2. The "crisis of high art music," IRCAM, and the "binary opposition" model
[2.1] Born's argument (and perhaps justification) for IRCAM's existence is to some extent dependent upon the thesis that "high-art" music is in a state of crisis: "... many composers who have experienced a disenchantment with the high-modernist project and with the perceived failures of serialism." The sense of threat to the continued existence of western art music has, despite certain differences, been widespread in both Europe and the United States (p.3). Boulez's writings for IRCAM proclaim that composers and scientists would open a dialog that would "forge a kind of common language that scarcely exists at present" (p.1). The creation of IRCAM with the appointment of Boulez as the founding director can be understood as a kind of "modernist" response to this crisis.

[2.2] This response, however, places young American computer scientists--needed for technical expertise to build and run IRCAM--and American composers born since World War II and working within IRCAM in various official and unofficial capacities--in aesthetic conflict with the French director's (Boulez's) aesthetics.

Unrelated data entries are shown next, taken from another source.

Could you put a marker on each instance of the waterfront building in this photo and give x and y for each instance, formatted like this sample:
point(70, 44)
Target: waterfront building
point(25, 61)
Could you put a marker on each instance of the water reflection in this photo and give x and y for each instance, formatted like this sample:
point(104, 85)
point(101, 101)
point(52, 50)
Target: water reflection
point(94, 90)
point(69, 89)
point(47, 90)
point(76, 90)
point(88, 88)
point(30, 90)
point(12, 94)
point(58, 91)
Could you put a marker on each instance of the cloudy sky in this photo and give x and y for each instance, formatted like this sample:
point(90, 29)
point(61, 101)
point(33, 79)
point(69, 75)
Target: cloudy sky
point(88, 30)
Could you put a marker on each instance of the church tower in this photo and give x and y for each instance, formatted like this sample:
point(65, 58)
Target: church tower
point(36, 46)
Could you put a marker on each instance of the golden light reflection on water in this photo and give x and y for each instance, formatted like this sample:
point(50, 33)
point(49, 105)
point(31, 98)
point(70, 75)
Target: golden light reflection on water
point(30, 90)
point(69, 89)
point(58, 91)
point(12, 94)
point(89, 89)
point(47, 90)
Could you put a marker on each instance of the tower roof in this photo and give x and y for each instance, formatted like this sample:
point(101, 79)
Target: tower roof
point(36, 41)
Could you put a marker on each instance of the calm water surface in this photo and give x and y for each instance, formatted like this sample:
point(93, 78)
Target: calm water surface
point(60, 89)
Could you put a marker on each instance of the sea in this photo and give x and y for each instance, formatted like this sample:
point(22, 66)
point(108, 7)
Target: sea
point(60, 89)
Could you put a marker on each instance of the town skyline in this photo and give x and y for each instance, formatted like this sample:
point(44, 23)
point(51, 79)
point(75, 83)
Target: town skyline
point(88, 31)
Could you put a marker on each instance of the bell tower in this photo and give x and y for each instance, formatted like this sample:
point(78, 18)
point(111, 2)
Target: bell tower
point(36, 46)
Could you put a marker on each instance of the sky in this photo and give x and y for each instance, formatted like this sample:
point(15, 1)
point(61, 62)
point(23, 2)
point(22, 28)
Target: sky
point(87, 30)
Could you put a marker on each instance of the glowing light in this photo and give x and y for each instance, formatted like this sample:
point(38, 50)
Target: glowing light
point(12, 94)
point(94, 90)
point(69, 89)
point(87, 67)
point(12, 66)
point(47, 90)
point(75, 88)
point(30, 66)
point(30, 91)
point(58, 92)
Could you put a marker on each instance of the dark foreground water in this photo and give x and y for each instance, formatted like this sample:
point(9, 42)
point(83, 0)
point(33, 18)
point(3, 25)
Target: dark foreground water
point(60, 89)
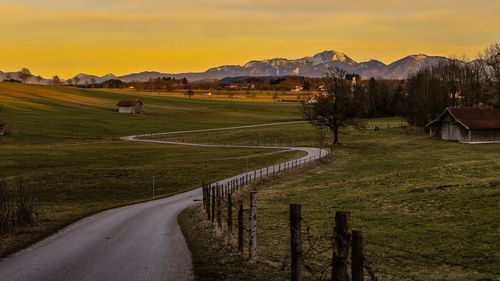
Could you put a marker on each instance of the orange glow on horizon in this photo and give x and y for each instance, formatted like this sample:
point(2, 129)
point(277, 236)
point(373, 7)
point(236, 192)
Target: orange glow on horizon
point(111, 36)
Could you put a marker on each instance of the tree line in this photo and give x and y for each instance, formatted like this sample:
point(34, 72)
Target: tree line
point(420, 98)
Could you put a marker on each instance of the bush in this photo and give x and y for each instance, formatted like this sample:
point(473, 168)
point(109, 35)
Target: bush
point(18, 206)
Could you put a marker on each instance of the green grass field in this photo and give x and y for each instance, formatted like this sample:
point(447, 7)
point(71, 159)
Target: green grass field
point(428, 208)
point(59, 139)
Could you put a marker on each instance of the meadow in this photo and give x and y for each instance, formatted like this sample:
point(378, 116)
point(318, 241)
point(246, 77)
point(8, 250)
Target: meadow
point(428, 208)
point(62, 142)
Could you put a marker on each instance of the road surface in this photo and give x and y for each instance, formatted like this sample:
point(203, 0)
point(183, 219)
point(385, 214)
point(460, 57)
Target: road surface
point(136, 242)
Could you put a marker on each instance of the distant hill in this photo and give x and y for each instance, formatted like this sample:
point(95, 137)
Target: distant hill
point(313, 66)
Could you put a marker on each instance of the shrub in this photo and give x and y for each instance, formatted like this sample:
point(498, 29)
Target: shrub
point(18, 206)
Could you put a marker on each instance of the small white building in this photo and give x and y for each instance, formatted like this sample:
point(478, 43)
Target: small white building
point(467, 124)
point(130, 106)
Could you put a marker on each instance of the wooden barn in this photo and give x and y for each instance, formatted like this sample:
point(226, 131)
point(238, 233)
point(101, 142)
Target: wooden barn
point(467, 124)
point(130, 106)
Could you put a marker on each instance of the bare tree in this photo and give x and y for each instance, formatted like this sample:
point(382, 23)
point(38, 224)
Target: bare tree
point(24, 74)
point(490, 61)
point(336, 108)
point(56, 81)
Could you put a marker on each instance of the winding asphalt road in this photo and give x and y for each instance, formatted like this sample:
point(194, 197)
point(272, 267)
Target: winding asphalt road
point(136, 242)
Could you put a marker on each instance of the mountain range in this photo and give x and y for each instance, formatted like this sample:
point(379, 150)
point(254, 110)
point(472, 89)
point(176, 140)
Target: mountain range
point(313, 66)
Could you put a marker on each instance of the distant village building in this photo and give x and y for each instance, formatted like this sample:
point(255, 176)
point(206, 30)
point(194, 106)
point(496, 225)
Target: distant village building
point(467, 124)
point(130, 106)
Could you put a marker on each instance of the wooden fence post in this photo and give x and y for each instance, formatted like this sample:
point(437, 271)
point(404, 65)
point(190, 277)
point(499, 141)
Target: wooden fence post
point(341, 244)
point(204, 194)
point(241, 230)
point(213, 203)
point(230, 213)
point(297, 264)
point(219, 209)
point(253, 227)
point(357, 257)
point(208, 210)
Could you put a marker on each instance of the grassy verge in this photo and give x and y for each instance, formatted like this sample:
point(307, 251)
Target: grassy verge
point(428, 208)
point(59, 141)
point(210, 256)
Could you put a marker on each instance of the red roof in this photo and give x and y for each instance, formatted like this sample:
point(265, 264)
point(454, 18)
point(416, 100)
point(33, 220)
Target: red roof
point(128, 102)
point(476, 117)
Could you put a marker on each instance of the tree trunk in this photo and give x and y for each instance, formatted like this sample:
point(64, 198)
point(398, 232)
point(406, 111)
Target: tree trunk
point(335, 135)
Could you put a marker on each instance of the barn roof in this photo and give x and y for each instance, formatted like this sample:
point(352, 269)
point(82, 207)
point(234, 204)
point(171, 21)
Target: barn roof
point(472, 118)
point(128, 102)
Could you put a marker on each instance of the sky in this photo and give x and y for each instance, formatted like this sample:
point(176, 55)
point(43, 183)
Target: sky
point(123, 36)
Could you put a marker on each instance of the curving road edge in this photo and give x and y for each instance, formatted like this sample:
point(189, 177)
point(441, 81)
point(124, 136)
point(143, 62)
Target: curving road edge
point(136, 242)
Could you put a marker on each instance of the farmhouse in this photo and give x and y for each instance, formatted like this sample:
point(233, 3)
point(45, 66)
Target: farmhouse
point(467, 124)
point(130, 106)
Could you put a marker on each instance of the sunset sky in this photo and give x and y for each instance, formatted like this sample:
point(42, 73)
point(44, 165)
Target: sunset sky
point(122, 36)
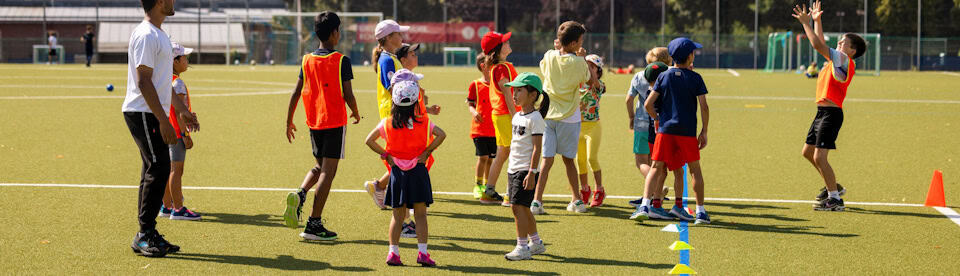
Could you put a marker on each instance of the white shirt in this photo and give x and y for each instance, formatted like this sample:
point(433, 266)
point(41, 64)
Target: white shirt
point(149, 46)
point(525, 126)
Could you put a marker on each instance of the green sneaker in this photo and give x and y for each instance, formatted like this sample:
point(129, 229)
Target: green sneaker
point(478, 190)
point(290, 213)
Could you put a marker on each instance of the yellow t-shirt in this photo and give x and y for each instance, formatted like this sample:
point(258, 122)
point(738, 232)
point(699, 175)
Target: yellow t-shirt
point(562, 76)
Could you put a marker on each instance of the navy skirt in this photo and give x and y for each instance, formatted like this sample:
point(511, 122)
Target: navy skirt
point(409, 187)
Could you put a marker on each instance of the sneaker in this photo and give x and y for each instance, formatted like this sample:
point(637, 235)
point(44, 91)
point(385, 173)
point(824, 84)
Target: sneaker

[2.3] Another conflict also appears at IRCAM. Born cites Pierre Bourdieu's two forms of cultural power: one, economic capital, that is based upon economic forces; and the other, cultural capital, which is born of cultural and intellectual forces. The latter is the avant-garde cultural strategy. Born writes:

Bourdieu implies that the the avant-garde cultural strategy is simply a different form of economic calculation, so that long-term cultural investment may reap even greater economic reward than mundane short-term calculation. More often, Bourdieu argues that economic and cultural capital are incommensurable and antagonistic spheres, embodied, for example, in the very different lifestyles of the two fractions of the dominant class... Overall, he [Bourdieu] leaves some uncertainty as to whether cultural capital is "really" convertible into the economic... (p.27).

[2.4] Certainly, other traditional kinds of conflict between social sub-groups within IRCAM occur; these give rise to the principal binary pairings of conflict that inform Born's analysis. Born uses both "hard" statistical and "soft" interview techniques in arriving at her results. Her conflict pairings can be summarized with opposing concepts that are separated by a slash: modernism/postmodernism; elitist canon/"other" excluded repertoires (popular music, folk music, etc.); cultural capital/economic capital; Americans/French; scientists/musicians; men/women; producers (scientists and composers)/reproducers (technicians, staff, and administrators); composed music/improvised music; high tech (e.g. mainframe computers)/low tech (e.g. Apple microcomputers); composers/"tutors" (technicians who make it possible for visiting composers to use the in-house technology); secure in employment/insecure in employment; and well paid/poorly paid. Some of these "binaries" appear at times with a medial position between them. Born also at times combines two of these in order to produce a combinatorial design which is then used to locate the various people in bi-dimensional "pecking orders." These reveal how power and influence are distributed within IRCAM (pp.134, 136, 1 37, 280).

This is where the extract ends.